Monday, March 30, 2009

Still Like That Old-Time Rock 'n Roll...

That title has nothing to do with this post.  I'm just listening to Bob Seger in the foyer of the law school and wow, do I love this song.  In fact, I'm putting it on repeat.  Play it again, Bob...

So, it's been a while since I've posted.  I'm not sure why, but I think my good wife shed some light on it the other day (as she often does).  She thinks I only post when something catches my attention and occupies my thoughts, and usually that only happens if it annoys or frustrates me.  And you know, she's absolutely right.  I'm not a well-respected opinion leader.  I don't have any particular expertise (unless you count "Man v. Wild Aficionado" or "Wasting-Time-During-Class Specialist" as experts).  I don't have a big following of any kind (which just makes me appreciate my readers more, incidentally), probably because my opinions aren't extreme enough to garner that kind of attention.  So I really only have one motive to write my blog, if not to continue my fame or increase my wealth: pissing and moaning.  Hooray for the Internet!  Then again, isn't that why most people write columns and such?  When's the last time Maureen Dowd or Bill O'Reilly did a feel-good story anyway?  

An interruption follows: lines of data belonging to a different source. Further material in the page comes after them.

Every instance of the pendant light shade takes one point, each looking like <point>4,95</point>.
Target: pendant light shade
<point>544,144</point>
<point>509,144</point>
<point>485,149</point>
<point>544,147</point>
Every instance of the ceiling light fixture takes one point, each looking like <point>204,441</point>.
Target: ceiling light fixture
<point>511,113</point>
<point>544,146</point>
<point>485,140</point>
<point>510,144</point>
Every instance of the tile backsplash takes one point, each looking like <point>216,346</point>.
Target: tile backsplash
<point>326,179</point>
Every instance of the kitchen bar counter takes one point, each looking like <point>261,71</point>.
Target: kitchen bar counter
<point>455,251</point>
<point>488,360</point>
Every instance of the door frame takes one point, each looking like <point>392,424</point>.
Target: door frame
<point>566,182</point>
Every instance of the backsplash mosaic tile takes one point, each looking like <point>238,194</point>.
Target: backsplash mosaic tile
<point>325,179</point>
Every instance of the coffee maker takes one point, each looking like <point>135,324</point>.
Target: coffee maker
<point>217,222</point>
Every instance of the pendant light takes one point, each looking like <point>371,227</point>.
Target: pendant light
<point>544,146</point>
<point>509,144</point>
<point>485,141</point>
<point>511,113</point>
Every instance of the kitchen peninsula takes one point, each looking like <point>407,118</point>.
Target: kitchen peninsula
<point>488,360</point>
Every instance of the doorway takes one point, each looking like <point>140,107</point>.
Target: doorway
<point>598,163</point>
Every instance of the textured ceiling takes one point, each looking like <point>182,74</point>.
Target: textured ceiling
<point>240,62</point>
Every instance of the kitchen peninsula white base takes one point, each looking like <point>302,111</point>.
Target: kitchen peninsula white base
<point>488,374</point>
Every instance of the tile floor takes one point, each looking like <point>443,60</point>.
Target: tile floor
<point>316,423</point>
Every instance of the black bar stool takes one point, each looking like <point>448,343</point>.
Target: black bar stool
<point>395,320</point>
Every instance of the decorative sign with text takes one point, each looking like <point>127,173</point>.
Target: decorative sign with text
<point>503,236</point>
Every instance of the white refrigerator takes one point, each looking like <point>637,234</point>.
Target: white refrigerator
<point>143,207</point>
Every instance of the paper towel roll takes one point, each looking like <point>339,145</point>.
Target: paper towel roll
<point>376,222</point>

So does that mean that if I haven't posted in a while, that I must be something less than pissed off?  Actually, I think so.  The vicissitudes of daily life notwithstanding, I'm actually feeling pretty good, and the great thing is that it's not a fleeting thing.  There was a time that a genuinely "good" mood came around once in a blue moon for me.  Yet these days, despite mounting school pressures, a looming job search in a crappy economy, bitterly cold weather, and those little everyday annoyances that we all go through, somehow I'm staying above it all, and I'm happy.  Hitting a groove, you might say.  I suppose this may the time God in His infinite wisdom would see fit to throw me a curveball to keep me on my toes.  I guess I could go home and my apartment could be burned down or something.  But you know, those "what-ifs" will forever be just around the corner and usually beyond our control.  It's something I've learned to embrace and put in its proper context and I think that's a big reason I'm a lot happier these days.  A loving wife helps too, as you might guess.  All in all, this is just one of those times in life where the important things in life seem to be working for me at the same time, to the point that the usual crap just isn't getting to me like it might otherwise.  I know it won't last forever, but nothing does.  All you can do is enjoy it while it lasts.  

Then again, maybe it's just Bob Seger.  He always puts me in a good mood.